Vom Becken an den Grill

Sie gehören mittlerweile ebenfalls schon zu den Stammgästen vom Wintergrillen: Die Leipziger Wasserballer, diesmal mit Team „Hexenkessel“ am Grill-Platz 36. Seit sechs Jahren treu vor Ort, mit einer Affinität zum Ur-Krostitzer, zum Sport – und zum Verkleiden. Auch wenn eine der beiden Hexen-Nasen kurz nach Grillbeginn schon verloren gegangen ist. Mann legt sich mächtig ins Zeug. „Und diesmal gibt es am Folgetag kein Spiel, also können wir uns heute voll und ganz auf’s Grillen konzentrieren.“ Gut Glut! 

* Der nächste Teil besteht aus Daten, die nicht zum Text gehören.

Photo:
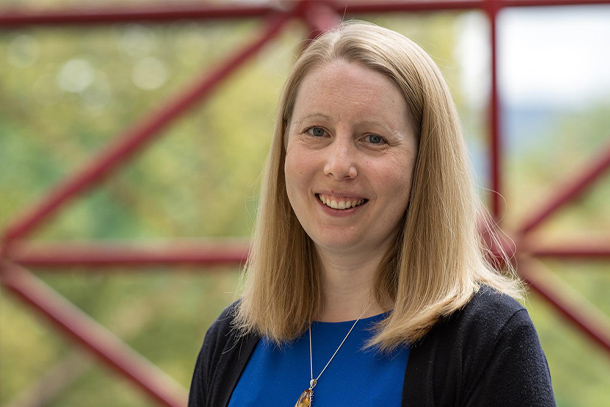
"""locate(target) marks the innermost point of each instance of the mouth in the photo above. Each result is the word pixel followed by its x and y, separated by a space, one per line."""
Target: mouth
pixel 340 203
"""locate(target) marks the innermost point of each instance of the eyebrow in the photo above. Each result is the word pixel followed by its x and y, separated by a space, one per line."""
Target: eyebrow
pixel 311 116
pixel 387 128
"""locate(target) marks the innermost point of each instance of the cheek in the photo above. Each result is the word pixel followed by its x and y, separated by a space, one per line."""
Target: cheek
pixel 294 175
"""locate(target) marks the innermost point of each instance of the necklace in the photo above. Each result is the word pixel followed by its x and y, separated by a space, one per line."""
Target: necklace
pixel 306 397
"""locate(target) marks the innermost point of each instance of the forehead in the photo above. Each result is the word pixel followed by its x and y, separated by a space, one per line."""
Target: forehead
pixel 344 88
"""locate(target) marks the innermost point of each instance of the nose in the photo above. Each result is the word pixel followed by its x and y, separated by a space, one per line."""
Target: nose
pixel 340 160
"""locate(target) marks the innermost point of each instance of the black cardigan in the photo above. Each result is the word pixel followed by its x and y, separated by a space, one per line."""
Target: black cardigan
pixel 487 354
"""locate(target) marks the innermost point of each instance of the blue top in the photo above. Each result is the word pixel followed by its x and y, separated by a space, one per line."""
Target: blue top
pixel 276 377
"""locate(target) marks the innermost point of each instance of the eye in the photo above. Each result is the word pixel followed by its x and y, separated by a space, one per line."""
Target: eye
pixel 316 131
pixel 374 139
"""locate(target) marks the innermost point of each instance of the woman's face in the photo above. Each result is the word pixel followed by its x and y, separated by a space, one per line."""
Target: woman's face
pixel 350 155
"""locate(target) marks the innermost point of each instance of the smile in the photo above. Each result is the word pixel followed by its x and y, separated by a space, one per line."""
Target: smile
pixel 340 203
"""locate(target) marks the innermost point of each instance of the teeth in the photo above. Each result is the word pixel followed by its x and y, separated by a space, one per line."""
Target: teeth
pixel 332 203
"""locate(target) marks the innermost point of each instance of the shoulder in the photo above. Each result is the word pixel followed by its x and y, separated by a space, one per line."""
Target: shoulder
pixel 486 353
pixel 222 357
pixel 487 314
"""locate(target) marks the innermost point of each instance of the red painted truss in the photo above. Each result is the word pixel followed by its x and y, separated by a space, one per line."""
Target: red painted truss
pixel 18 254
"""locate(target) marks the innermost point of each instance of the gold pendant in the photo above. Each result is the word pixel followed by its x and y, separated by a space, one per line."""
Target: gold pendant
pixel 305 399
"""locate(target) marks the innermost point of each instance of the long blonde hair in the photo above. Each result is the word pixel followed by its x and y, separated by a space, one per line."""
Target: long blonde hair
pixel 437 262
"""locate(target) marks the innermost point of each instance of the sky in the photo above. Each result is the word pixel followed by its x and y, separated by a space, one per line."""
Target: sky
pixel 552 56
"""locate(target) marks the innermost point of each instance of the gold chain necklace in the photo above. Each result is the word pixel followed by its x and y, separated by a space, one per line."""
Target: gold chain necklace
pixel 306 397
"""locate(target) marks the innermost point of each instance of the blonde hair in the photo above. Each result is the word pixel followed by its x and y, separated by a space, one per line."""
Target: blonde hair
pixel 437 262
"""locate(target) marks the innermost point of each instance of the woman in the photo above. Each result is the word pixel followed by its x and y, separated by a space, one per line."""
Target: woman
pixel 366 284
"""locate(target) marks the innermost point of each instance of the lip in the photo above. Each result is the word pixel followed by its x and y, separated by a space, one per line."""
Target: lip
pixel 342 196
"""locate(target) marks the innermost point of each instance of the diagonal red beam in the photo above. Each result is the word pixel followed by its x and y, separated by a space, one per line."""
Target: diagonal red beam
pixel 94 337
pixel 145 13
pixel 97 255
pixel 135 138
pixel 362 7
pixel 11 18
pixel 580 250
pixel 569 191
pixel 583 315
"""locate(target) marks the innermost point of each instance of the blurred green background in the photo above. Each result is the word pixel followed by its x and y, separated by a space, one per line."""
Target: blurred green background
pixel 66 92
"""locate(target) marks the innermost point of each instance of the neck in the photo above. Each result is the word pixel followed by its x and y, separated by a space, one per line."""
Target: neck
pixel 347 286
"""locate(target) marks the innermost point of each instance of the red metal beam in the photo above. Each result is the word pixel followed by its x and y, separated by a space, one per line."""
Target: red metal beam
pixel 159 13
pixel 495 138
pixel 108 255
pixel 136 137
pixel 570 191
pixel 93 336
pixel 590 250
pixel 145 13
pixel 582 314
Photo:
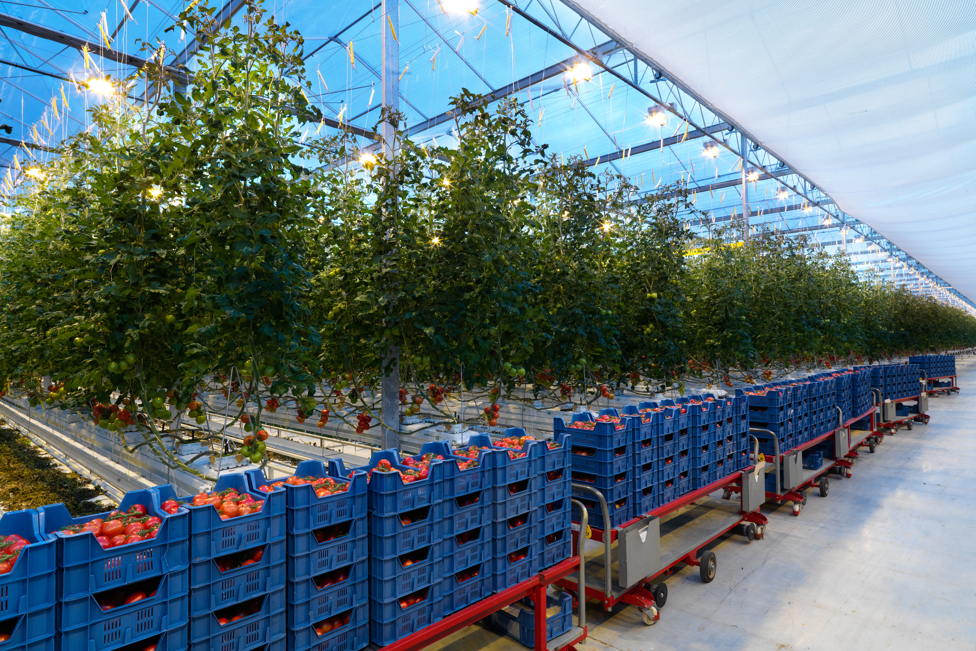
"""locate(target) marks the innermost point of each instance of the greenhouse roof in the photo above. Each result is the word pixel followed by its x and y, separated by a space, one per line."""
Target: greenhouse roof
pixel 674 95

Nach dem Wintergrillen ist vor dem Wintergrillen

Auch wenn sich der Rauch erst einmal verzogen hat, die Innenstadt nicht mehr nach Fleisch duftet und auf dem Leipziger Marktplatz Ruhe eingekehrt ist: Die Wintergrill-Teams ruhen sich nicht aus, sondern steigen schon jetzt wieder aktiv in die Trainingssaison ein – denn das Jahr ist schnell rum. Wir putzen bis dahin den Grill, lassen uns neue Dinge einfallen - und freuen uns schon aufs nächste Mal!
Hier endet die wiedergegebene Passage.